Os inimigos de Salvini são os mesmos de Viktor Orbán, o premiê húngaro, e de Lech Kaczynski, líder maior do partido Lei e Justiça, na Polônia. Nesse grupo estão todos os que colocam obstáculos ao projeto que compartem com a francesa Marine Le Pen. Eles querem rebobinar a fita da História para devolver seus países a um passado idealizado, jamais existente, em que Estados-nação europeus abrigavam populações homogeneamente brancas, cristãs, heterossexuais, regidas por uma clara hierarquia de gênero, com homens dominantes à testa do Estado e das famílias e mulheres submissas limitadas ao lar.
Ao apelo nostálgico a direita xenófoba agrega um elemento do repertório democrático (o princípio da soberania popular na eleição direta do chefe do governo e da maioria parlamentar), dispensando-os, porém, de respeitar o sistema de freios e contrapesos, as liberdades fundamentais e os direitos das minorias. Eis o tal oxímoro chamado “democracia iliberal”.
A besta-fera de Orbán & Cia. são os imigrantes muçulmanos do Oriente Médio e do Norte da África. No caso da Hungria, observa-se também um traço antissemita, perceptível na demonização de George Soros. A Europa é terreno fértil para o sucesso de uma política que reduz os imigrantes e a imigração islâmicos à condição de ameaça à segurança pública e à civilização europeia: a proximidade geográfica das regiões de origem, a problemática integração de comunidades de imigrantes às sociedades locais, a ocorrência de atentados terroristas perpetrados por islamitas radicais, a ausência de uma política europeia coordenada em relação à imigração, a redução do tamanho das populações de origem europeia.

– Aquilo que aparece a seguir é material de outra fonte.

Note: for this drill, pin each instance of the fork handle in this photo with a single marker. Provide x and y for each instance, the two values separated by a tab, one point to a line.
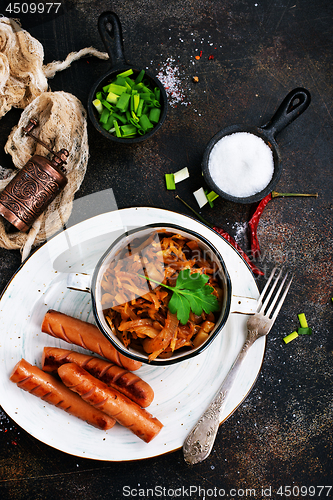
199	442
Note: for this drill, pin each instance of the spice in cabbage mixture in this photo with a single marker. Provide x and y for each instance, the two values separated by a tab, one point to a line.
128	107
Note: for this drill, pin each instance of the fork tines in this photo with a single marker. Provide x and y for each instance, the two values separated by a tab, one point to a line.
266	301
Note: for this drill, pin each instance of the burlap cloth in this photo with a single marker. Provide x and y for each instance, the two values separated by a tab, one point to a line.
62	124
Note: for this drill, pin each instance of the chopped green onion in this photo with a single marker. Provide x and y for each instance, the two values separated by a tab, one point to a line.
181	175
98	105
140	108
113	98
106	104
201	197
129	82
117	89
290	337
170	182
128	130
134	104
104	116
145	123
116	126
302	320
121	118
123	102
106	88
304	331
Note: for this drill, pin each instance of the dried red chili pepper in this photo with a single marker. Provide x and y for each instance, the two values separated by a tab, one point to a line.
254	220
227	237
253	225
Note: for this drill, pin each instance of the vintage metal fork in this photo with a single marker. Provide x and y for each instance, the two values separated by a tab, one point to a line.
200	440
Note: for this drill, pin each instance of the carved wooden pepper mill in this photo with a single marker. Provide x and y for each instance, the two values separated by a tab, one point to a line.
34	187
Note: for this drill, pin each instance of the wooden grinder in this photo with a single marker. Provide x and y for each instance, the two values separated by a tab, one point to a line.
34	187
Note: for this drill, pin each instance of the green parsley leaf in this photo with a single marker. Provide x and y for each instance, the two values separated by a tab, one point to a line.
191	293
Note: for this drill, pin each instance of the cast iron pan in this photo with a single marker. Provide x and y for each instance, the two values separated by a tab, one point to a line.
291	107
109	28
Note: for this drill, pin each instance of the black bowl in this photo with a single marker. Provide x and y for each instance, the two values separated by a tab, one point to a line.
292	106
110	30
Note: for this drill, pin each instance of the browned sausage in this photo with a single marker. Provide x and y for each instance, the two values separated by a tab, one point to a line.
124	381
112	402
76	331
45	386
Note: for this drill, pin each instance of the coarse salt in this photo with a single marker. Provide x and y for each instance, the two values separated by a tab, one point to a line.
241	164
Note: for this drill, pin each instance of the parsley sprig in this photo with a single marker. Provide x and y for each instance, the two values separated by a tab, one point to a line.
191	293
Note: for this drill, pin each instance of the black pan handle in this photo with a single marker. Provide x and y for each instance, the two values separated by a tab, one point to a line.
109	28
291	107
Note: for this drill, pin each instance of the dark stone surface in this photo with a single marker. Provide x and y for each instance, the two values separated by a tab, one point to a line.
282	433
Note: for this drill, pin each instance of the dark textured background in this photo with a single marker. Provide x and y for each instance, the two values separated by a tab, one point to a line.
282	432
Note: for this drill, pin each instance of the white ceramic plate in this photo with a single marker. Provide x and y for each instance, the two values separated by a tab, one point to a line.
182	391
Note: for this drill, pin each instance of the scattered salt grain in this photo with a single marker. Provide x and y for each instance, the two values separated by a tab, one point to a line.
241	164
170	79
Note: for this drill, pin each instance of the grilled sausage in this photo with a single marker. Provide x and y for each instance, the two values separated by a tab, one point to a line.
124	381
110	401
45	386
76	331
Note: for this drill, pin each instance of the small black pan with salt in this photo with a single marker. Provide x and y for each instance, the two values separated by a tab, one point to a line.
238	155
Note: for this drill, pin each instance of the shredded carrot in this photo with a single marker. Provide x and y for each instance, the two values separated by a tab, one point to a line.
137	310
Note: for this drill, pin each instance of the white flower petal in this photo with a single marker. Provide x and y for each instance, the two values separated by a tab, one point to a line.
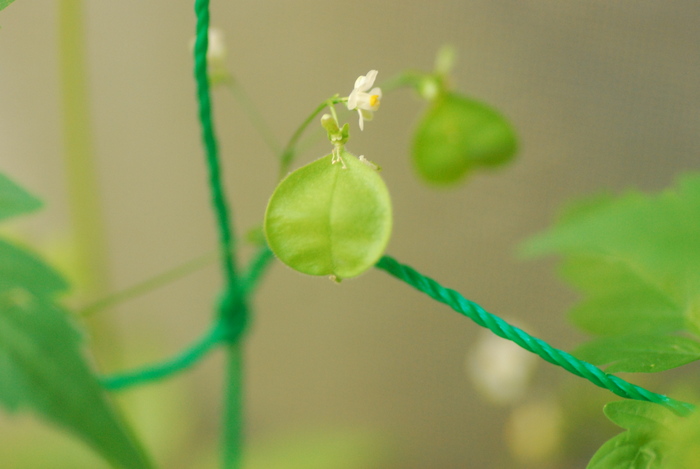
359	82
352	100
368	80
366	114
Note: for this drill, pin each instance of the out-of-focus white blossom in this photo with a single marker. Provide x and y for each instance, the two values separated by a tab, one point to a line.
534	432
499	368
365	103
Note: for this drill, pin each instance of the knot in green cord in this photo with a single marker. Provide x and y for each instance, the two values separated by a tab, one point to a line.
233	315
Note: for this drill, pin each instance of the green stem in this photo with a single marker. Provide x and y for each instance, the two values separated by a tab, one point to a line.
289	151
221	209
232	456
232	310
150	284
255	118
81	173
161	370
409	78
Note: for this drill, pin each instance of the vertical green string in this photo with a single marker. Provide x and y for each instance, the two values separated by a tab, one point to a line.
221	209
232	309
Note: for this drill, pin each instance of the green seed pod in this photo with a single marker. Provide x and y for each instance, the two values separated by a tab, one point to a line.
457	135
330	219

No Brasil, o olavo-bolsonarismo opera com lógica política semelhante. Identifica alvos que poriam em perigo a pátria, a família e os valores tradicionais. À falta dos imigrantes, a extrema-direita brasileira encontrou no “marxismo cultural” e nos “corruptos” categorias abrangentes e elásticas para alvejar seus inimigos, incluída a centro-direita liberal. As Forças Armadas não têm escapado a esse enquadramento paranoide da realidade. Aqui como lá, são estigmatizados preferencialmente os gays, as feministas, os movimentos LGBT e os demais “ativismos” da sociedade civil, com exceção dos que têm base cristã.
Se pudesse, o olavo-bolsonarismo não hesitaria em mobilizar dois cabos e um soldado para ferir de morte o sistema de pesos e contrapesos e sufocar as garantias das liberdades democráticas e dos direitos das minorias. A questão é saber se podem fazer o que querem. Em princípio, a resposta é não, por mais de uma razão.
Polônia e Hungria são Repúblicas unitárias, em que o poder se enfeixa no governo central. O Brasil é uma federação, em que o poder se dispersa pelos diferentes níveis de governo. Aqueles são países parlamentaristas, onde o poder se concentra na Câmara. Aqui ele se divide entre o Executivo e o Legislativo, este com Câmara e Senado. O Fidezs, partido de Viktor Orbán, detém a maioria absoluta no Parlamento húngaro, assim como o partido Lei e Justiça, na Polônia. São duas agremiações bem estruturadas, com alguma história na bagagem. O PSL é um ajuntamento de última hora que conquistou pouco mais de 10% da Câmara e menos de 5% do Senado.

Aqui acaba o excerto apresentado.